When you define a two-way mapping, you do not specify "From" or "To" terms. Instead, you specify two or more terms that are mapped to each other, as follows:
<THESAURUS> <THESAURUS_ENTRY> <THESAURUS_FORM>france</THESAURUS_FORM> <THESAURUS_FORM>french</THESAURUS_FORM> </THESAURUS_ENTRY> </THESAURUS>
Unlike the Stemming module, the Thesaurus feature enables you to define multiple equivalences for a single word or phrase. These multiple equivalences are considered independent.
For example, we might define one equivalence between football and NFL, and another between football and soccer. With these two equivalences, a search for NFL will return hits for NFL and hits for football, a search for soccer will return hits for soccer and football, and a search for football will return all of the hits for football, NFL, and soccer. However, searches for NFL will not return hits for soccer (and vice versa).
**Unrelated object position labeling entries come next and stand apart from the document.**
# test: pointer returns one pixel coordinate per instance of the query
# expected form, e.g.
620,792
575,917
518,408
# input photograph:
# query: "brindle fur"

This non-transitive nature of the thesaurus is useful for defining equivalences containing ambiguous terms such as football. The word football is sometimes used interchangeably with soccer, but in other cases football refers to American football, which is played professionally in the NFL. In other words, the term football is ambiguous.
When you define equivalences for ambiguous terms, you do not want their specific meanings to overlap into one another. People searching for soccer do not want hits for NFL, but they may want at least some of the hits associated with the more general term football.
Thesaurus entries are essentially used to produce alternate forms of the user query, which in turn are used to produce additional query results. As a rule, the MDEX Engine will expand the user query into the maximum possible set of alternate queries based on the available thesaurus entries.
This behavior is particularly important in the presence of overlapping thesaurus forms. For example, suppose that you define an equivalence between red wine and vino rosso, and a second equivalence between wine opener and corkscrew. The query red wine opener might match the thesaurus entries in two different ways: red wine could be mapped to vino rosso based on the first entry; or wine opener could be mapped to corkscrew based on the second entry.
Using the maximal-expansion rule, this issue is resolved by expanding to all possible queries. In other words, the MDEX Engine returns hits for all of the queries: red wine opener, vino rosso opener, and red corkscrew.